My mental health crisis forced me to admit that carrying everything for too long has a cost. For years I prided myself on being the person who could handle it all work, kids, board service, travel, everything. I kept showing up for everyone else and treated my own wellbeing like an optional project.
When that approach finally broke, it was painful and public. It also made something very clear. If your definition of success does not include staying mentally healthy, it is incomplete. Now I pay attention to early signs that I am not doing well. I schedule therapy the same way I would schedule a board meeting. I build white space into my calendar and treat it as non negotiable.
It feels less heroic than pushing through everything, but it is much more sustainable. I wish I had learned that sooner.
What practical advice would you give someone trying to build a successful life on a nontraditional path?
First, expect your timeline to be different. I worked in accounting for 12 years before earning my law degree. That did not put me behind. It gave me a different lens and a set of skills that were very useful in corporate law.

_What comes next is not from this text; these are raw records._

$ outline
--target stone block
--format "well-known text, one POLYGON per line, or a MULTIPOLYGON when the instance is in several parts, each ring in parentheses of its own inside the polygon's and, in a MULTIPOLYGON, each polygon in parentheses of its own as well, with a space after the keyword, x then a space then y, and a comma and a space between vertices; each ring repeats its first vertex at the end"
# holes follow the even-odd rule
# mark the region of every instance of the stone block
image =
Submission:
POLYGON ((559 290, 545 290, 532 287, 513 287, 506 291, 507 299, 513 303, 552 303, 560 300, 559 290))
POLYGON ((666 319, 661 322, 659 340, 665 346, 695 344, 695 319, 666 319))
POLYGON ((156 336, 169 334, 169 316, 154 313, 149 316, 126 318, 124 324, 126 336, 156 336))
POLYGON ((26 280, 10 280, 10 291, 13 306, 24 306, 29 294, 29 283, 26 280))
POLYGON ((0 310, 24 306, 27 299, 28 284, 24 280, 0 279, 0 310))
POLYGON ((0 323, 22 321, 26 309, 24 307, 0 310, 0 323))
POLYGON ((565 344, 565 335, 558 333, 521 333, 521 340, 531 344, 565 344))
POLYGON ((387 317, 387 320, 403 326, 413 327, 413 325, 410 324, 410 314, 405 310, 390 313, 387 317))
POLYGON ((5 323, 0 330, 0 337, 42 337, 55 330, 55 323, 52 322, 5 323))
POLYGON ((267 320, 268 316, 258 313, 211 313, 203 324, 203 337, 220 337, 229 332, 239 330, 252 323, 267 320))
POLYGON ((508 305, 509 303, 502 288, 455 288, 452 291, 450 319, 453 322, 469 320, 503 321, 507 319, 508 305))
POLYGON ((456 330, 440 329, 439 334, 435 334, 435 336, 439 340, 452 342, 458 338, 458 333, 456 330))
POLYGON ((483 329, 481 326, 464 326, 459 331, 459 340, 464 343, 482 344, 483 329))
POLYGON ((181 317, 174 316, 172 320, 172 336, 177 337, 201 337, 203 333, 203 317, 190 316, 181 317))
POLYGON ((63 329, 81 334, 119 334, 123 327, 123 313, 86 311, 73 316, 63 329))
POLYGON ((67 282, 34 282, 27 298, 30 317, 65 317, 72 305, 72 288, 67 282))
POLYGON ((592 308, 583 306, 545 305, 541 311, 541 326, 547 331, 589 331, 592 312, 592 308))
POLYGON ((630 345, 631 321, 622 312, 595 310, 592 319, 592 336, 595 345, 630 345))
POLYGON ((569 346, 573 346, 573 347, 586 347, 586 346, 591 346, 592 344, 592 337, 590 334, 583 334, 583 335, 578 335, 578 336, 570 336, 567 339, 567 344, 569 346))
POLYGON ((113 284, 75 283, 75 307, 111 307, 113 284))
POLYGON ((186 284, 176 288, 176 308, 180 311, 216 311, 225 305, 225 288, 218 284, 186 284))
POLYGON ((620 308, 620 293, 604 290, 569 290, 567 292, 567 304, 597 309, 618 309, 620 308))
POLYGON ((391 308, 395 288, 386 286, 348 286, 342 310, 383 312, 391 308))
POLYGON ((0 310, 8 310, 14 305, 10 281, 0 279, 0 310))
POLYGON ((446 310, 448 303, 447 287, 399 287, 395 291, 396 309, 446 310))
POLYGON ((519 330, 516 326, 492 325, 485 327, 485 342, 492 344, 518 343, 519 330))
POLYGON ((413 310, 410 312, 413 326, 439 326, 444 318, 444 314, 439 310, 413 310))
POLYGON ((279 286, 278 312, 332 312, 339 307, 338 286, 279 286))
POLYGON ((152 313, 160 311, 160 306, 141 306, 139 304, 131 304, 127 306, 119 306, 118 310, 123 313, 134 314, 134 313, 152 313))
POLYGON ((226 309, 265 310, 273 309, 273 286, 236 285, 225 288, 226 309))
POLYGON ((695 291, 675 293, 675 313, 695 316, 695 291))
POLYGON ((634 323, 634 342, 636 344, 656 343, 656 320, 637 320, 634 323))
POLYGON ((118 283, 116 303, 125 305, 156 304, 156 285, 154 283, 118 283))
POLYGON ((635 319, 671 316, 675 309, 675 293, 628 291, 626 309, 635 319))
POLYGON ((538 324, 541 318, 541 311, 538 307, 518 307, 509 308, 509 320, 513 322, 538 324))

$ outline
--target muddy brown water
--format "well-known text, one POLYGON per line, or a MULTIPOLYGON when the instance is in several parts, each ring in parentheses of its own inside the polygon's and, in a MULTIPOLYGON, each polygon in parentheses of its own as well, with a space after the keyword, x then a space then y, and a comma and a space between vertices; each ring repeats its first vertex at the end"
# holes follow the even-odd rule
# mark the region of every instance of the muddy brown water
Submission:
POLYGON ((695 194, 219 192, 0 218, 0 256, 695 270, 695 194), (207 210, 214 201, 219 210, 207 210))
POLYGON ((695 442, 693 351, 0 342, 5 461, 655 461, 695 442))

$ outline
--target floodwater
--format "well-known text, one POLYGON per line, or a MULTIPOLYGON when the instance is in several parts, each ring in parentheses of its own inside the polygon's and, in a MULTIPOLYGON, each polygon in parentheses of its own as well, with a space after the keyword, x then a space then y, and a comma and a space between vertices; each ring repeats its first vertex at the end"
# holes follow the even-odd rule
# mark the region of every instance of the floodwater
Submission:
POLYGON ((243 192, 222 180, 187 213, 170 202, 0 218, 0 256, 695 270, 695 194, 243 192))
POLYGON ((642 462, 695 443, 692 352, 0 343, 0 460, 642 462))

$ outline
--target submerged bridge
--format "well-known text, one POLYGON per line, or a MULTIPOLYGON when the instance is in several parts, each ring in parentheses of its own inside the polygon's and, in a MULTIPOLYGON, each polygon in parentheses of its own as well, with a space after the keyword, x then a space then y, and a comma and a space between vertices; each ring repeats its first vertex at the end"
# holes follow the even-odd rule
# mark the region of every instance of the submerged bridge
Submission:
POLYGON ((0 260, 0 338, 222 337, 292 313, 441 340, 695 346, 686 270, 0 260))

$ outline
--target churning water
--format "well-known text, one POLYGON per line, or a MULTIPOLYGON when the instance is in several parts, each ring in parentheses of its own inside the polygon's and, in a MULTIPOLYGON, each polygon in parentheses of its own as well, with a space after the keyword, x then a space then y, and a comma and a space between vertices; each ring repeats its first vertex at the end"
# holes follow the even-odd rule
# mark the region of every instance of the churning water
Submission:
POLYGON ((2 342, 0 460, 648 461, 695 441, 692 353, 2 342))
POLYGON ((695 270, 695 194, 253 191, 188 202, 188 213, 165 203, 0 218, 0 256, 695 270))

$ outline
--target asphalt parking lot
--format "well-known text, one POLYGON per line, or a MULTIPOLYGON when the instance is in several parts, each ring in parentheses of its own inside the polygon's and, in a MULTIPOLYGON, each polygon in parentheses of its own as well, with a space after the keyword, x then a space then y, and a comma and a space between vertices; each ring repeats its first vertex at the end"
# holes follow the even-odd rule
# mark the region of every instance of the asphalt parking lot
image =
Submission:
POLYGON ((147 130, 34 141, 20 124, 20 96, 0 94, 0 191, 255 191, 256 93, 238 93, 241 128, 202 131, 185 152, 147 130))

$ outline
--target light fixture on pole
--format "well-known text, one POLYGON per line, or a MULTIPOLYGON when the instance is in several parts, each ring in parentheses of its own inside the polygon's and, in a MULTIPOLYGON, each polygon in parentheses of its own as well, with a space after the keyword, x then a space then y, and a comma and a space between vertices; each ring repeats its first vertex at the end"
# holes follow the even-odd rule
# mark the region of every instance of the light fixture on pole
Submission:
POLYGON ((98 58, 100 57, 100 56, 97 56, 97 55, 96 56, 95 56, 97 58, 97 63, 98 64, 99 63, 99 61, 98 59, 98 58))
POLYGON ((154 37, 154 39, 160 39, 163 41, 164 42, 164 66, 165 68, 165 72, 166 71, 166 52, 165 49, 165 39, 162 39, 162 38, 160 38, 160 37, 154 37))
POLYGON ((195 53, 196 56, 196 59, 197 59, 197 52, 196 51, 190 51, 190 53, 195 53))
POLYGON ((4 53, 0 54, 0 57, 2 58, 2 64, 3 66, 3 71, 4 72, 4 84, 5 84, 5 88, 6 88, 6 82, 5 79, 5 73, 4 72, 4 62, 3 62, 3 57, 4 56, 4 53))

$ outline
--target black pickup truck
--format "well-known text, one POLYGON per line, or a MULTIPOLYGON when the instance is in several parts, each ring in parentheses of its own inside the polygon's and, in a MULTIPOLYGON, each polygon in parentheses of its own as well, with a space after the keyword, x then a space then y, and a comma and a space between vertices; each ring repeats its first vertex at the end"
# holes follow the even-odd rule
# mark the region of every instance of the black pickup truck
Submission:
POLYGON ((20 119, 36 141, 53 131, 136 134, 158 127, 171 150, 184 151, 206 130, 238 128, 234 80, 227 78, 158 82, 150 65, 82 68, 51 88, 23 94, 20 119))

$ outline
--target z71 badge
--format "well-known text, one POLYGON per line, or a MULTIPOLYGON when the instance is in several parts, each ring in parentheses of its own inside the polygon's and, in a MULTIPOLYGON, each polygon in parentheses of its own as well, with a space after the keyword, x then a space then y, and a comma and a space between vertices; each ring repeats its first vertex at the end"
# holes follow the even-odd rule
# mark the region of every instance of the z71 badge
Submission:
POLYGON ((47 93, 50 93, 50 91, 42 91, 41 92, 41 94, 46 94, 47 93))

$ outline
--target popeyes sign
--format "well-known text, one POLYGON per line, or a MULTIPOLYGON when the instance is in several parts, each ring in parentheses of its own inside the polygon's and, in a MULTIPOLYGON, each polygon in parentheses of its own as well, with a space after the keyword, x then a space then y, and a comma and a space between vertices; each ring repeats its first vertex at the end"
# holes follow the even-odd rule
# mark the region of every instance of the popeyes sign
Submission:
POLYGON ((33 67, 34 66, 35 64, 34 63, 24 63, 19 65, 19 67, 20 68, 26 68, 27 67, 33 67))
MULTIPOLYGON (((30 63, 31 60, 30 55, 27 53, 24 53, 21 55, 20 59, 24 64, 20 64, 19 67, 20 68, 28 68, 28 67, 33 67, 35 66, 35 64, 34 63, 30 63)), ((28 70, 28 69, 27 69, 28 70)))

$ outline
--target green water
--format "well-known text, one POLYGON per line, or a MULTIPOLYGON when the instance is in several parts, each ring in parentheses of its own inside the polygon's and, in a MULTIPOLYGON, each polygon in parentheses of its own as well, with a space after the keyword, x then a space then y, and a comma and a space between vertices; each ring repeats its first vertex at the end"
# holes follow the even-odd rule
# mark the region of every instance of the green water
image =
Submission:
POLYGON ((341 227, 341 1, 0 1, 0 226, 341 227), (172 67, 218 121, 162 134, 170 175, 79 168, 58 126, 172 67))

Second, be honest about who supports you. I could not have done night classes, hospital visits, and full time work without my husband, my kids being flexible, and colleagues who trusted me. A lot of success stories leave out those people.
Third, decide what is non negotiable. For me, that has always been family. I missed events sometimes, but I also left meetings to get to games or appointments. Those choices do not always show up on a resume, but they define your life.
Finally, treat mental health like any other critical asset. You would not run a company on no maintenance. Do not run your life that way either.